Pois então, essa criatura que felicitei é uma delas e iniciará um novo caminho com mais sabedoria do que quando a conheci, capaz de se reinventar inúmeras vezes, queimar e renascer como a Fênix, planejar os próximos passos com esmero, ser atenta aos detalhes de seu mundo mesmo estando ausente dele, tocar almas, liderar pelo exemplo, ser companhia distante, ensinar e aprender com o mesmo entusiasmo e ainda trazer o melhor e o pior de si, ser brisa e tempestade, vidraça e pedra, assim como todos nós, imperfeitos deuses. Sendo assim, só me resta pedir que Hator sempre lhe acompanhe, Cronos seja generoso, Bragi lhe ilumine e Frey não lhe abandone. Que seja assim, como era no principio, agora e para toda a eternidade.


Estrelinhas na praia

A vida é roleta, roda gigante e montanha russa. 
Muda, gira, transpira e pira, 
de forma consciente ou inconsciente, 
a vida é piração.
Pira quem fica parado, 
não transforma vinho em água, 
aquele que não suspira pela alma 
e nem toma café pela manhã.
A vida é transformar, virar de ponta cabeça 
a forma de enxergar o sol a beijar as ondas do mar. 
É fazer traquinagem, molecagem as onze pra qualquer hora, 
é conectar os fios da memória 
e traçar o caminho seguro para qualquer lugar

Pequenos desejos

Te observo assim, sem nenhum pudor, pois quem deseja, deve lhe dispensar.

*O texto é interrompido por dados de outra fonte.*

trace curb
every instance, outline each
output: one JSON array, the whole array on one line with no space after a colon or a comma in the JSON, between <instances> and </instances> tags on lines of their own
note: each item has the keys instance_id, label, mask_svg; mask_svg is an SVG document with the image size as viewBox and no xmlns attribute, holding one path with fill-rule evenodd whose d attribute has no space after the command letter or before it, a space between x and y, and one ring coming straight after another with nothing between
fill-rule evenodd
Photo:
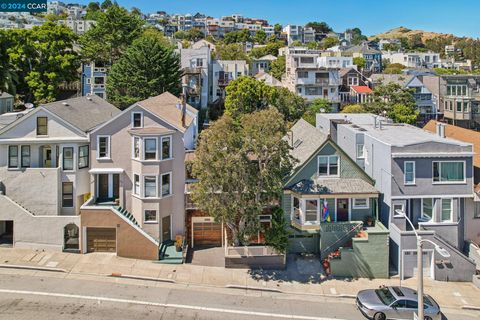
<instances>
[{"instance_id":1,"label":"curb","mask_svg":"<svg viewBox=\"0 0 480 320\"><path fill-rule=\"evenodd\" d=\"M121 274L121 273L112 273L107 275L108 277L113 278L123 278L123 279L133 279L133 280L147 280L147 281L156 281L156 282L168 282L168 283L177 283L173 279L163 279L163 278L153 278L153 277L143 277L143 276L134 276L129 274Z\"/></svg>"},{"instance_id":2,"label":"curb","mask_svg":"<svg viewBox=\"0 0 480 320\"><path fill-rule=\"evenodd\" d=\"M235 285L235 284L227 284L225 288L228 289L242 289L242 290L252 290L252 291L267 291L267 292L276 292L276 293L284 293L280 289L274 289L274 288L261 288L261 287L249 287L249 286L241 286L241 285Z\"/></svg>"},{"instance_id":3,"label":"curb","mask_svg":"<svg viewBox=\"0 0 480 320\"><path fill-rule=\"evenodd\" d=\"M16 265L16 264L0 264L0 268L5 268L5 269L22 269L22 270L36 270L36 271L50 271L50 272L63 272L63 273L67 273L67 270L65 270L65 269L60 269L60 268L24 266L24 265Z\"/></svg>"}]
</instances>

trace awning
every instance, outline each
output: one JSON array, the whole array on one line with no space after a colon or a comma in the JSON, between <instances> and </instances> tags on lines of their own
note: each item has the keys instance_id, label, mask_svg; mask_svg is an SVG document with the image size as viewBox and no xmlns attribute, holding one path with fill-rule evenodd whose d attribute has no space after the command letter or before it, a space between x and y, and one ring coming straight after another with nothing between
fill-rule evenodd
<instances>
[{"instance_id":1,"label":"awning","mask_svg":"<svg viewBox=\"0 0 480 320\"><path fill-rule=\"evenodd\" d=\"M88 170L88 173L98 174L98 173L123 173L122 168L93 168Z\"/></svg>"}]
</instances>

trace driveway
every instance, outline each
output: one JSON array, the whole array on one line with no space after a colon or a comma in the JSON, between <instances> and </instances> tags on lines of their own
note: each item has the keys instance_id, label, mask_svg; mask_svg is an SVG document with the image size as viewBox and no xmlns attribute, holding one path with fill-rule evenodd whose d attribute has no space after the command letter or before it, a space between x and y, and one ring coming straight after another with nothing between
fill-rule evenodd
<instances>
[{"instance_id":1,"label":"driveway","mask_svg":"<svg viewBox=\"0 0 480 320\"><path fill-rule=\"evenodd\" d=\"M225 267L225 248L196 247L189 248L187 263L197 266Z\"/></svg>"}]
</instances>

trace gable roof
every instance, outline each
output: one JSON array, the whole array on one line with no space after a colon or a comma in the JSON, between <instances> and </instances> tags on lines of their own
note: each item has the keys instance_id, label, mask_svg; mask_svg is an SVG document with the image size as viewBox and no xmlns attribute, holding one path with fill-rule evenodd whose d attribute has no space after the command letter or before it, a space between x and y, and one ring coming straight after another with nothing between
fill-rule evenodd
<instances>
[{"instance_id":1,"label":"gable roof","mask_svg":"<svg viewBox=\"0 0 480 320\"><path fill-rule=\"evenodd\" d=\"M351 86L350 88L352 88L353 91L355 91L356 93L372 93L372 89L370 89L369 87L367 86Z\"/></svg>"},{"instance_id":2,"label":"gable roof","mask_svg":"<svg viewBox=\"0 0 480 320\"><path fill-rule=\"evenodd\" d=\"M55 101L41 107L83 132L89 132L121 113L96 95Z\"/></svg>"},{"instance_id":3,"label":"gable roof","mask_svg":"<svg viewBox=\"0 0 480 320\"><path fill-rule=\"evenodd\" d=\"M437 132L437 123L436 120L430 120L423 127L423 130L426 130L431 133ZM445 126L445 136L451 139L468 142L473 144L473 165L475 167L480 167L480 132L457 127L451 124L442 123Z\"/></svg>"},{"instance_id":4,"label":"gable roof","mask_svg":"<svg viewBox=\"0 0 480 320\"><path fill-rule=\"evenodd\" d=\"M180 103L179 98L170 92L164 92L156 97L137 102L136 105L150 111L160 119L168 122L178 130L185 132L192 124L194 117L189 113L197 114L198 110L187 104L187 112L185 115L185 126L182 124L182 110L177 105Z\"/></svg>"}]
</instances>

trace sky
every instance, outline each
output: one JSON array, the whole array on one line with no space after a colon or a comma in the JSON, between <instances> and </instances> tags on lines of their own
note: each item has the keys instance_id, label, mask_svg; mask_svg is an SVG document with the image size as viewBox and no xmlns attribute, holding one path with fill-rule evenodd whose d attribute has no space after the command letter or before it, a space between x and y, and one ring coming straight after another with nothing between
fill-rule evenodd
<instances>
[{"instance_id":1,"label":"sky","mask_svg":"<svg viewBox=\"0 0 480 320\"><path fill-rule=\"evenodd\" d=\"M95 0L102 2L103 0ZM75 2L72 0L71 2ZM78 0L87 4L90 1ZM270 24L325 21L335 31L359 27L374 35L392 28L453 33L480 38L480 0L117 0L144 13L201 12L213 17L242 14Z\"/></svg>"}]
</instances>

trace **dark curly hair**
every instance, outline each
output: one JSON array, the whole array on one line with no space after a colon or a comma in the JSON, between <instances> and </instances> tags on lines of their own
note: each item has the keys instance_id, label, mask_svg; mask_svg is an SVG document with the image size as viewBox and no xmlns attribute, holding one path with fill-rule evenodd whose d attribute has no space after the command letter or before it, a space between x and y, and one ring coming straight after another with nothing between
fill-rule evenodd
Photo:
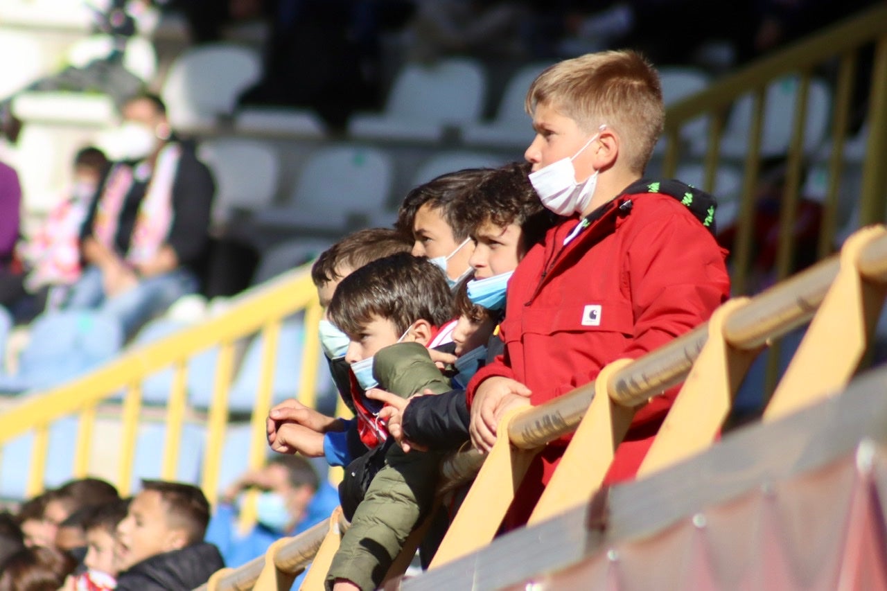
<instances>
[{"instance_id":1,"label":"dark curly hair","mask_svg":"<svg viewBox=\"0 0 887 591\"><path fill-rule=\"evenodd\" d=\"M475 237L486 224L521 226L527 249L542 240L554 219L542 206L528 175L529 162L511 162L493 169L471 190L466 199L456 204L455 215L469 227Z\"/></svg>"},{"instance_id":2,"label":"dark curly hair","mask_svg":"<svg viewBox=\"0 0 887 591\"><path fill-rule=\"evenodd\" d=\"M440 327L451 319L452 293L444 272L428 259L400 253L367 263L336 288L327 315L347 335L358 335L375 318L398 333L416 320Z\"/></svg>"}]
</instances>

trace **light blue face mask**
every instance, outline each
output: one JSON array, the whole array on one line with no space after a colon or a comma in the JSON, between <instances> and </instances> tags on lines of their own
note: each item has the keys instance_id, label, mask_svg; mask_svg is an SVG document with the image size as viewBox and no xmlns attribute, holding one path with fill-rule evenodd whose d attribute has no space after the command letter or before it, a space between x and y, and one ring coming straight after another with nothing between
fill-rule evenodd
<instances>
[{"instance_id":1,"label":"light blue face mask","mask_svg":"<svg viewBox=\"0 0 887 591\"><path fill-rule=\"evenodd\" d=\"M487 310L502 310L505 307L506 290L514 271L499 273L483 280L468 281L468 299Z\"/></svg>"},{"instance_id":2,"label":"light blue face mask","mask_svg":"<svg viewBox=\"0 0 887 591\"><path fill-rule=\"evenodd\" d=\"M459 388L464 389L468 385L468 381L480 369L481 364L487 359L487 347L482 345L469 351L465 355L456 359L456 370L459 372L452 377L453 382Z\"/></svg>"},{"instance_id":3,"label":"light blue face mask","mask_svg":"<svg viewBox=\"0 0 887 591\"><path fill-rule=\"evenodd\" d=\"M351 371L354 372L354 377L357 378L357 383L360 384L364 391L379 385L379 381L373 375L372 357L352 363Z\"/></svg>"},{"instance_id":4,"label":"light blue face mask","mask_svg":"<svg viewBox=\"0 0 887 591\"><path fill-rule=\"evenodd\" d=\"M456 279L450 279L450 274L447 273L447 271L446 271L447 263L450 261L450 259L452 258L453 256L455 256L455 254L457 252L459 252L459 250L461 250L462 247L464 247L466 244L467 244L470 240L471 240L470 238L466 238L464 242L462 242L458 247L456 247L456 249L453 250L449 255L447 255L446 256L435 256L434 258L429 258L428 259L429 261L431 261L432 264L434 264L438 269L440 269L441 271L444 272L444 276L446 277L446 284L448 286L450 286L451 289L452 289L453 288L455 288L457 285L459 285L459 281L461 281L463 279L465 279L468 275L468 273L470 273L472 271L474 271L469 266L467 269L465 270L465 272L462 272L461 275L459 275Z\"/></svg>"},{"instance_id":5,"label":"light blue face mask","mask_svg":"<svg viewBox=\"0 0 887 591\"><path fill-rule=\"evenodd\" d=\"M271 491L259 493L255 501L255 519L265 527L281 532L286 532L293 521L283 495Z\"/></svg>"},{"instance_id":6,"label":"light blue face mask","mask_svg":"<svg viewBox=\"0 0 887 591\"><path fill-rule=\"evenodd\" d=\"M348 335L336 328L335 325L329 320L320 320L318 329L320 334L320 346L324 349L324 353L330 359L338 359L345 357L348 351L348 343L350 339Z\"/></svg>"},{"instance_id":7,"label":"light blue face mask","mask_svg":"<svg viewBox=\"0 0 887 591\"><path fill-rule=\"evenodd\" d=\"M404 337L410 333L411 328L412 328L412 324L400 335L397 343L401 343L404 340ZM368 357L365 359L355 361L351 364L351 371L354 372L354 377L357 378L357 383L360 384L365 392L379 385L379 381L373 375L373 357Z\"/></svg>"}]
</instances>

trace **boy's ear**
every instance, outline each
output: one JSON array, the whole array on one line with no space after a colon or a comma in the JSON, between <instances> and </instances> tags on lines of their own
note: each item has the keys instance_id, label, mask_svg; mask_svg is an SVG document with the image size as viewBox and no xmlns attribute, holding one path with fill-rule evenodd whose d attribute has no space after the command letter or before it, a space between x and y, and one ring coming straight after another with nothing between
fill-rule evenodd
<instances>
[{"instance_id":1,"label":"boy's ear","mask_svg":"<svg viewBox=\"0 0 887 591\"><path fill-rule=\"evenodd\" d=\"M613 133L609 128L604 128L595 142L593 166L595 170L606 170L610 168L619 155L619 136Z\"/></svg>"},{"instance_id":2,"label":"boy's ear","mask_svg":"<svg viewBox=\"0 0 887 591\"><path fill-rule=\"evenodd\" d=\"M412 325L407 336L412 336L414 342L428 347L428 343L431 343L431 323L428 320L420 319Z\"/></svg>"},{"instance_id":3,"label":"boy's ear","mask_svg":"<svg viewBox=\"0 0 887 591\"><path fill-rule=\"evenodd\" d=\"M163 547L167 552L180 550L188 545L188 532L184 527L174 527L167 531Z\"/></svg>"}]
</instances>

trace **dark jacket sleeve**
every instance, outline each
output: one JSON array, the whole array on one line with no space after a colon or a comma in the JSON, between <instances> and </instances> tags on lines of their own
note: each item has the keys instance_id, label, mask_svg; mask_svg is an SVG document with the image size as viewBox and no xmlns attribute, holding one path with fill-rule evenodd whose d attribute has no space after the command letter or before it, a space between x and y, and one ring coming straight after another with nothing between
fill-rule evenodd
<instances>
[{"instance_id":1,"label":"dark jacket sleeve","mask_svg":"<svg viewBox=\"0 0 887 591\"><path fill-rule=\"evenodd\" d=\"M404 435L428 449L456 450L468 440L469 420L464 390L414 397L404 412Z\"/></svg>"},{"instance_id":2,"label":"dark jacket sleeve","mask_svg":"<svg viewBox=\"0 0 887 591\"><path fill-rule=\"evenodd\" d=\"M199 263L209 243L209 215L216 182L206 164L191 150L184 150L173 184L174 217L169 244L179 264Z\"/></svg>"},{"instance_id":3,"label":"dark jacket sleeve","mask_svg":"<svg viewBox=\"0 0 887 591\"><path fill-rule=\"evenodd\" d=\"M117 579L117 591L168 591L165 585L141 573L127 573Z\"/></svg>"}]
</instances>

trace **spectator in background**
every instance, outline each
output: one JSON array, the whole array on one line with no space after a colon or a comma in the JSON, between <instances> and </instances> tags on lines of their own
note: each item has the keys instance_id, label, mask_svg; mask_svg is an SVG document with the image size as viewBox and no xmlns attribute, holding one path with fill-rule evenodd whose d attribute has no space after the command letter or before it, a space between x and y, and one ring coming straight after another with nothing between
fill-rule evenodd
<instances>
[{"instance_id":1,"label":"spectator in background","mask_svg":"<svg viewBox=\"0 0 887 591\"><path fill-rule=\"evenodd\" d=\"M30 322L44 310L57 308L80 277L80 229L107 164L97 147L78 151L68 194L50 210L31 237L19 242L16 255L22 263L21 272L10 275L4 299L0 301L18 323Z\"/></svg>"},{"instance_id":2,"label":"spectator in background","mask_svg":"<svg viewBox=\"0 0 887 591\"><path fill-rule=\"evenodd\" d=\"M86 556L85 519L91 510L92 507L77 509L59 524L59 529L56 530L53 546L71 555L77 561L77 564L82 563Z\"/></svg>"},{"instance_id":3,"label":"spectator in background","mask_svg":"<svg viewBox=\"0 0 887 591\"><path fill-rule=\"evenodd\" d=\"M88 509L83 519L86 531L86 570L65 581L65 591L105 591L117 587L114 552L117 525L126 517L130 501L120 500Z\"/></svg>"},{"instance_id":4,"label":"spectator in background","mask_svg":"<svg viewBox=\"0 0 887 591\"><path fill-rule=\"evenodd\" d=\"M245 535L237 532L238 510L244 494L258 492L256 524ZM222 496L209 520L206 540L218 546L226 566L237 568L265 553L284 536L302 533L330 516L339 494L304 457L279 455L249 470Z\"/></svg>"},{"instance_id":5,"label":"spectator in background","mask_svg":"<svg viewBox=\"0 0 887 591\"><path fill-rule=\"evenodd\" d=\"M0 569L4 591L56 591L77 565L74 558L52 548L23 548Z\"/></svg>"},{"instance_id":6,"label":"spectator in background","mask_svg":"<svg viewBox=\"0 0 887 591\"><path fill-rule=\"evenodd\" d=\"M158 97L131 98L123 118L109 148L118 160L81 232L86 266L66 307L101 309L130 336L198 290L215 182L194 146L175 137Z\"/></svg>"},{"instance_id":7,"label":"spectator in background","mask_svg":"<svg viewBox=\"0 0 887 591\"><path fill-rule=\"evenodd\" d=\"M55 543L55 535L59 526L52 521L47 520L43 515L46 510L46 503L51 496L50 492L37 495L26 500L19 508L16 516L21 532L25 536L25 546L28 548L52 546Z\"/></svg>"},{"instance_id":8,"label":"spectator in background","mask_svg":"<svg viewBox=\"0 0 887 591\"><path fill-rule=\"evenodd\" d=\"M60 524L84 507L112 502L119 498L117 489L101 478L76 478L51 492L45 513Z\"/></svg>"},{"instance_id":9,"label":"spectator in background","mask_svg":"<svg viewBox=\"0 0 887 591\"><path fill-rule=\"evenodd\" d=\"M0 513L0 572L6 558L25 546L25 536L19 526L19 521L9 511Z\"/></svg>"},{"instance_id":10,"label":"spectator in background","mask_svg":"<svg viewBox=\"0 0 887 591\"><path fill-rule=\"evenodd\" d=\"M302 106L341 130L379 98L379 4L366 0L269 2L262 79L242 105Z\"/></svg>"},{"instance_id":11,"label":"spectator in background","mask_svg":"<svg viewBox=\"0 0 887 591\"><path fill-rule=\"evenodd\" d=\"M0 305L13 300L21 288L14 260L19 240L21 184L15 169L0 162Z\"/></svg>"},{"instance_id":12,"label":"spectator in background","mask_svg":"<svg viewBox=\"0 0 887 591\"><path fill-rule=\"evenodd\" d=\"M203 541L209 503L191 485L143 480L117 526L120 591L192 589L224 566Z\"/></svg>"}]
</instances>

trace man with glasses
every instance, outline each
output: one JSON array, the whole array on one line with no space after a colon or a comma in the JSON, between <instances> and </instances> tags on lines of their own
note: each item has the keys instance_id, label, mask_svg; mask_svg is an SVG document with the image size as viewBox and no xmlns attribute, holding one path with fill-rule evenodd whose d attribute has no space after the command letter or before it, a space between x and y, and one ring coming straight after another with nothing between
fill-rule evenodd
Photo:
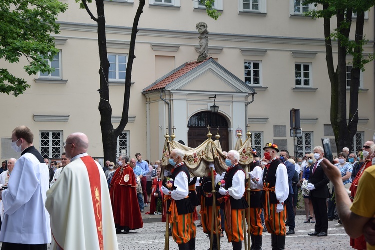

E sem nada a temer, pego no teu pé, pequeno e magro, olhando para a unha cortada, quadrada e cuidada do dedo maior.

Abraçam-lhe minhas mãos que percorrem sua extensão, chegando ao calcanhar hidratado.

Beijo a parte baixa de tua perna, enquanto sem pudor mas com devassidão, encaro teus olhos entregues ao mesmo desejo.

As mãos sobem, passam pelo joelho, meio caminho do paraíso e percorrem um pouco mais a maratona que percorre tua coxa, desenhada, macia, desejada, amada.

Chega - diz sem convicção, puxando a mão para descobrir teus climas e temperaturas. Fica aí, mais rápido, menos pressão, saia e entre, nesse ritmo de noite enluarada.

Mão teimosa, não para quieta, sem merecer castigo, transpassa hemisférios, trópicos e afins, repousa na maciez destas nádegas tão minhas, tão suas, tão nossas.

Me prendo, não solto. Se largo não retorno, se retorno me estanco e há muito a que desbravar.

A boca beija a barriga, lambe o umbigo e chega aos seios que se apresentam, como a fonte do mel, do néctar da perdição e origem dos suspiros mais lânguidos do quarto.

Beijo a boca, mergulho nela como se o fundo não pudesse ser atingido, línguas que se tocam, corpos que já se misturam e se fundem, sem pressa e nem tempo.

Melhor parar de ler Vinícius, o poetinha da paixão, que me faz querer escrever de tudo e mais um pouco, para que leia depois do adormecer.

O amor é chama

O amor é chama,
Contentamento descontente,
E tantas outras definições,
Ditas por inúmeros enamorados,
Desiludidos ou iludidos,
Estes que vieram antes de ti e de mim,
Que transgrediram e arriscaram,
Respiraram e consumiram,
O amor da noite, sacro e pago,
Amor em essência, falta.
Amor em profusão é quimera,
E pior do que ter amado,
Sem receber de volta,
É nunca ter amado e ter sido amado,
Amor, quatro letras,
Duas vogais e duas consoantes,
Intercaladas e agrupadas,
Para definir aquele vazio do peito,
E a ausência da alma.

Forma Poética

O que seria uma forma poética? 
Diria eu, que a poesia vive em tudo, 
basta termos olhos de enxergar! 
O bom dia dado com interesse,é poesia. 
Uma foto nua, tem poesia. 
Mandar uma mensagem deitada na cama 
é repleta de poesia,
banhar-se usando uma fruta 
é poesia, poema e prosa. 
Viver é poesia e és um poema inteiro 
que chega até mim, todo o glorioso e santo dia!